8. Data Retention & Deletion

Prospect Data: Fluum retains Prospect Data for the duration of the Agreement and for a period of 12 months following termination or expiry of the Agreement, after which it will be securely deleted unless retention is required by law.

Upon termination or expiry of the Agreement, at the Client's choice, Fluum will either return all Prospect Data to the Client in a structured, commonly used format (such as CSV) or securely delete it, within 30 days of receiving the Client's written instructions. If the Client provides no instructions within 30 days of termination, Fluum will securely delete all Prospect Data.

Suppression lists (records of Prospects who have opted out) will be retained indefinitely to prevent re-contact.

Client Account Data: Fluum retains Client account data as required for legal compliance, tax, and audit purposes, for a period of up to 7 years following termination.

9. International Data Transfers

Fluum is based in the United Kingdom. Where Prospect Data or Client Data is transferred to countries outside the UK that do not benefit from an adequacy decision, Fluum ensures appropriate safeguards are in place, including:

The UK International Data Transfer Agreement (UK IDTA) for transfers from the UK to countries without adequacy status.

Standard Contractual Clauses (SCCs) as approved by the European Commission for transfers from the EEA.

The EU-US Data Privacy Framework, where applicable for transfers to certified US organisations.

Where the Client is based in the United States, the UK IDTA will be incorporated into this DPA by reference and will govern the transfer of Personal Data from Fluum to the Client.

10. Breach Notification

Fluum will notify the Client without undue delay, and in any event within 72 hours of becoming aware of a Personal Data breach affecting Prospect Data or Client Data processed under this DPA. The notification will include:

A description of the nature of the breach, including the categories and approximate number of data subjects and records affected.

The name and contact details of Fluum's Data Protection Officer.

A description of the likely consequences of the breach.

A description of the measures taken or proposed to address the breach, including measures to mitigate its effects.

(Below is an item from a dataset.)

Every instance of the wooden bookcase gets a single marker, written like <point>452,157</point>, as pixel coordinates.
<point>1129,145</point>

Fluum will cooperate with the Client and take all reasonable steps to assist in the investigation, mitigation, and remediation of the breach.

11. Audit Rights

The Client has the right to audit Fluum's compliance with this DPA, subject to the following conditions:

The Client must provide at least 30 days' written notice before conducting an audit.

Audits will be conducted during normal business hours and will not unreasonably disrupt Fluum's operations.

The Client will bear its own costs for any audit.

Fluum will make available to the Client all information reasonably necessary to demonstrate compliance with this DPA.

Where Fluum has obtained relevant third-party certifications or audit reports (such as SOC 2 or ISO 27001), Fluum may provide these in lieu of a physical audit, provided they adequately address the Client's concerns.

12. Liability

Each party's liability under this DPA is subject to the limitations and exclusions of liability set out in the Agreement. Nothing in this DPA limits either party's liability for breaches of Data Protection Laws to the extent such liability cannot be limited by law.

13. Compliance & Changes to this DPA

Fluum reserves the right to update this DPA as needed to maintain compliance with evolving regulations. Fluum will provide the Client with at least 30 days' notice of any material changes to this DPA.

For questions or concerns regarding data protection, please contact Fluum's Data Protection Officer at contact@fluum.ai.

This DPA is governed by the laws of England and Wales, and the parties submit to the exclusive jurisdiction of the courts of England and Wales.

By entering into the Agreement, the Client agrees to the terms of this Data Protection Addendum.